Customer satisfaction can be determined in any number of ways, from personal visits and other direct encounters with customers to surveys and data analytics.

Two key metrics include overall customer satisfaction rating, and a tactic used by many companies today called the net promoter score.  It measures strength of loyalty and a willingness to recommend you.

Net promoters scores are typically built on the offering of a single question: “On a scale of 0 to 10, how likely are you to recommend [our company, our product, our service] to a friend or colleague?”

Based on this simple 11 point scale, scores are divided into detractors (those giving a score of 6 or less); Passives, who score you at 7 or 8; or net Promoters, who answered with a 9 or 10.

The detractors have the potential for further reputational damage, and when recognized provide an important opportunity to learn more, understand, correct a problem (and thus ‘save’ a customer) or engage them in meaningful dialogue aimed at solving the problem and improving your score.

The passives are somewhat satisfied, but are vulnerable to switching to another provider or product.  They’re not likely to say anything bad about your product or firm, but they’re also not enthusiastic enough about your products (or you) to actively promote either.

Promoters, those who scored a 9 or 10, are your sweet spot.  They love your company’s products, services or people, and will often recommend them enthusiastically to others.  They’re worth their weight in gold, of course.

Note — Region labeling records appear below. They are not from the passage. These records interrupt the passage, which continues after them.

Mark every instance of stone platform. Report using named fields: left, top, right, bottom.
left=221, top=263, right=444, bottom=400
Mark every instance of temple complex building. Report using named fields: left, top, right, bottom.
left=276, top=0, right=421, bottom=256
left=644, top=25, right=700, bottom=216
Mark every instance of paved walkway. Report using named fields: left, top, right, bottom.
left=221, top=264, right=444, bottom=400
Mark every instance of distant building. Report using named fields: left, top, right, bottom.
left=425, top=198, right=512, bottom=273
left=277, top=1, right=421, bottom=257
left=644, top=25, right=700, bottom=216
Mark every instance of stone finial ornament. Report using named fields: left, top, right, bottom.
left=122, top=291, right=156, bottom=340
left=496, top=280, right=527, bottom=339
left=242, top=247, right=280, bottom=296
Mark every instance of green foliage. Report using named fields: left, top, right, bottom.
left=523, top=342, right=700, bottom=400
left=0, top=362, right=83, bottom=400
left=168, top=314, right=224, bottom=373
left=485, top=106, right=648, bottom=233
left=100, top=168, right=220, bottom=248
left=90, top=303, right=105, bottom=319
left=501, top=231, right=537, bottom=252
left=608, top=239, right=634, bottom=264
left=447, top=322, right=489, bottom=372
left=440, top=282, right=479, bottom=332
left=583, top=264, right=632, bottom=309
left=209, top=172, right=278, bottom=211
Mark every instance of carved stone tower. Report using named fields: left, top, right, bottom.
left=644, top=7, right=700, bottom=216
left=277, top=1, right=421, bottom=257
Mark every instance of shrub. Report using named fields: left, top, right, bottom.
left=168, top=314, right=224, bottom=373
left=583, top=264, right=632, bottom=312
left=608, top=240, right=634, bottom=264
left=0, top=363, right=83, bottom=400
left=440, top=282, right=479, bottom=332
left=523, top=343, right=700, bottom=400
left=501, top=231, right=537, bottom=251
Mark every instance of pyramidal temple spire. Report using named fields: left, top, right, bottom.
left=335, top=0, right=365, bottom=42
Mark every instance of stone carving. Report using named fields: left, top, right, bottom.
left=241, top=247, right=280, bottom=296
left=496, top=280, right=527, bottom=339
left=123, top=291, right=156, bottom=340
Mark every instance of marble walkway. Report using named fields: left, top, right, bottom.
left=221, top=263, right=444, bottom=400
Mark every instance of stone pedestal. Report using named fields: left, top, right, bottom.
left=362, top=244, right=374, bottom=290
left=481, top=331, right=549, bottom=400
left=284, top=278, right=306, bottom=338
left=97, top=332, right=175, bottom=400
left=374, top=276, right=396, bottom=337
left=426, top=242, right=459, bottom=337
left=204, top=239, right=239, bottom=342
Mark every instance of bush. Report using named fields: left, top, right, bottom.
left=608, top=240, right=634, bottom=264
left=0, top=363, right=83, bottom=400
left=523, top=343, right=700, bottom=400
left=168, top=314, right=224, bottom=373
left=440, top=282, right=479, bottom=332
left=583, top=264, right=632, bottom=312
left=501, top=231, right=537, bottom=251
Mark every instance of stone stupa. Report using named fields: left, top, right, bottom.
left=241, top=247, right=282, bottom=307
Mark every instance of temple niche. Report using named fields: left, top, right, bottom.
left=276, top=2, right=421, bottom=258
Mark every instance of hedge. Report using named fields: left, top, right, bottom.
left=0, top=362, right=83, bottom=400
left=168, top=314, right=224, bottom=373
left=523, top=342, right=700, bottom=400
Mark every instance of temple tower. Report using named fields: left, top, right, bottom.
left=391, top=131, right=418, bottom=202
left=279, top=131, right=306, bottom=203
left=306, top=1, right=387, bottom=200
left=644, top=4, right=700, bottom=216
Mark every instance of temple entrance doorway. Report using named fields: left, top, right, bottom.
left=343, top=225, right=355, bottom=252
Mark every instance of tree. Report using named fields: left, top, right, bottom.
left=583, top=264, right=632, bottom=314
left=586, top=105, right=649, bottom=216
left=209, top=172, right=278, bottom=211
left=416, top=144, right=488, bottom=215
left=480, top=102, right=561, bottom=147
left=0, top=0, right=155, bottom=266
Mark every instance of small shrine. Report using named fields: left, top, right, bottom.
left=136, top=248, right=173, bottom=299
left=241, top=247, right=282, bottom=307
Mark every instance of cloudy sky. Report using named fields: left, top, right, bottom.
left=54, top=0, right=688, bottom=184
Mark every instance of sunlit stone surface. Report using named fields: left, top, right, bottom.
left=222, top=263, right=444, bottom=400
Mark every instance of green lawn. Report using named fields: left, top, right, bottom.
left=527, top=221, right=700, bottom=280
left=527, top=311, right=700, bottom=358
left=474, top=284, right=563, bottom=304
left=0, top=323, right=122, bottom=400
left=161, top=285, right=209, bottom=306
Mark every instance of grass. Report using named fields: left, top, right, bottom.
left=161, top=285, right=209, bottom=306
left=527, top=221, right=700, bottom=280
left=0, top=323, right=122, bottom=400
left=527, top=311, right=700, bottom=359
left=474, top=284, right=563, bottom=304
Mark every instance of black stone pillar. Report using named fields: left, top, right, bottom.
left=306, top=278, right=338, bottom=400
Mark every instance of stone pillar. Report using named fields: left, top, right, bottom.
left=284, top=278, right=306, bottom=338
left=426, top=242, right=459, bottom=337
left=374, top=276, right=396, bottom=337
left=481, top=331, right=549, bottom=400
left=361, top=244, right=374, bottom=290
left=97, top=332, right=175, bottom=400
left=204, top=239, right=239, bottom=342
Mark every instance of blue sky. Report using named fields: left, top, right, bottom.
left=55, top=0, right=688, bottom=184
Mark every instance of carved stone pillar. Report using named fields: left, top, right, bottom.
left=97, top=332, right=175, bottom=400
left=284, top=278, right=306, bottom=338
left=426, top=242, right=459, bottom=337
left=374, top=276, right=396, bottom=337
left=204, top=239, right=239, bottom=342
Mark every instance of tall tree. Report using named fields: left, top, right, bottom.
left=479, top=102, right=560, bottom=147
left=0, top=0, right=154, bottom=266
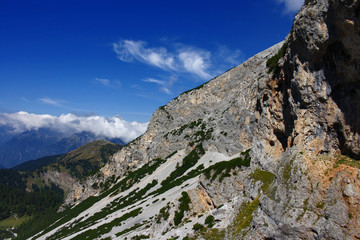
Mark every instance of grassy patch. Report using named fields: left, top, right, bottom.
left=250, top=169, right=275, bottom=193
left=204, top=149, right=251, bottom=181
left=174, top=192, right=191, bottom=226
left=0, top=215, right=31, bottom=229
left=205, top=215, right=215, bottom=228
left=232, top=195, right=260, bottom=236
left=161, top=144, right=205, bottom=187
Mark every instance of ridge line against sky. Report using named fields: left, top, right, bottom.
left=0, top=0, right=303, bottom=137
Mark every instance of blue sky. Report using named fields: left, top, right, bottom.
left=0, top=0, right=303, bottom=129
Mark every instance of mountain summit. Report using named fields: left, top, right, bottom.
left=20, top=0, right=360, bottom=239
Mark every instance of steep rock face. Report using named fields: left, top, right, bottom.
left=52, top=0, right=360, bottom=239
left=277, top=0, right=360, bottom=159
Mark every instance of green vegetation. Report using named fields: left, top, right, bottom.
left=304, top=0, right=316, bottom=6
left=193, top=223, right=205, bottom=232
left=204, top=149, right=251, bottom=182
left=156, top=205, right=170, bottom=223
left=231, top=195, right=260, bottom=238
left=174, top=192, right=191, bottom=226
left=69, top=208, right=142, bottom=240
left=115, top=224, right=144, bottom=237
left=0, top=170, right=64, bottom=220
left=250, top=169, right=275, bottom=193
left=334, top=155, right=360, bottom=169
left=0, top=229, right=14, bottom=239
left=131, top=235, right=150, bottom=240
left=266, top=42, right=288, bottom=73
left=161, top=144, right=205, bottom=187
left=25, top=159, right=165, bottom=239
left=205, top=215, right=215, bottom=228
left=282, top=156, right=296, bottom=182
left=0, top=215, right=31, bottom=229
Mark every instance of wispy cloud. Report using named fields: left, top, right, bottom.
left=39, top=97, right=65, bottom=107
left=113, top=40, right=212, bottom=79
left=95, top=78, right=110, bottom=86
left=0, top=112, right=147, bottom=141
left=179, top=50, right=211, bottom=79
left=95, top=78, right=121, bottom=88
left=143, top=76, right=177, bottom=94
left=276, top=0, right=304, bottom=13
left=113, top=40, right=175, bottom=70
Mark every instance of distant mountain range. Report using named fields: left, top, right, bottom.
left=0, top=127, right=124, bottom=168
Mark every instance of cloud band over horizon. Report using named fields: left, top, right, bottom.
left=0, top=112, right=148, bottom=142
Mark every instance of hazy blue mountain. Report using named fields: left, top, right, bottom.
left=0, top=128, right=124, bottom=168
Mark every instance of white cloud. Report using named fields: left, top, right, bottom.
left=0, top=112, right=148, bottom=142
left=144, top=78, right=165, bottom=85
left=143, top=76, right=177, bottom=94
left=113, top=40, right=211, bottom=79
left=179, top=50, right=211, bottom=79
left=277, top=0, right=304, bottom=13
left=95, top=78, right=110, bottom=86
left=113, top=40, right=175, bottom=70
left=39, top=97, right=64, bottom=107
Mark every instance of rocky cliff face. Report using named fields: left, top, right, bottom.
left=39, top=0, right=360, bottom=239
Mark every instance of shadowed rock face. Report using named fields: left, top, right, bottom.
left=277, top=0, right=360, bottom=159
left=46, top=0, right=360, bottom=239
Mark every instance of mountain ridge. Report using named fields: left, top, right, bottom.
left=11, top=0, right=360, bottom=239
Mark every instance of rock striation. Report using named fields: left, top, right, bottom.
left=39, top=0, right=360, bottom=239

In addition to ‘top-level’ metrics that you can find inside your ERP system, you can consider determining metrics for each stage of a customer’s journey throughout your life with them.  Metrics that include sales trends, buying history, preferences, results of cust-sat surveys and overall breadth of product support for your products and services can be combined and investigated at various timelines along the way, at least for a random sampling of clients.  Just as an investigative exercise alone, the results can be enlightening, and most every client is capable of surprising us (for better and for worse) with their responses, once engaged.

It takes a bit of courage sometimes to work up to asking the net promoter question, or to survey your customers on their more specific levels of trust and satisfaction.  But the knowledge gained and insights provided actually make it easier for you to improve your offerings and increase customer retention almost immediately.  Viewed in that light, why wouldn’t  you do it?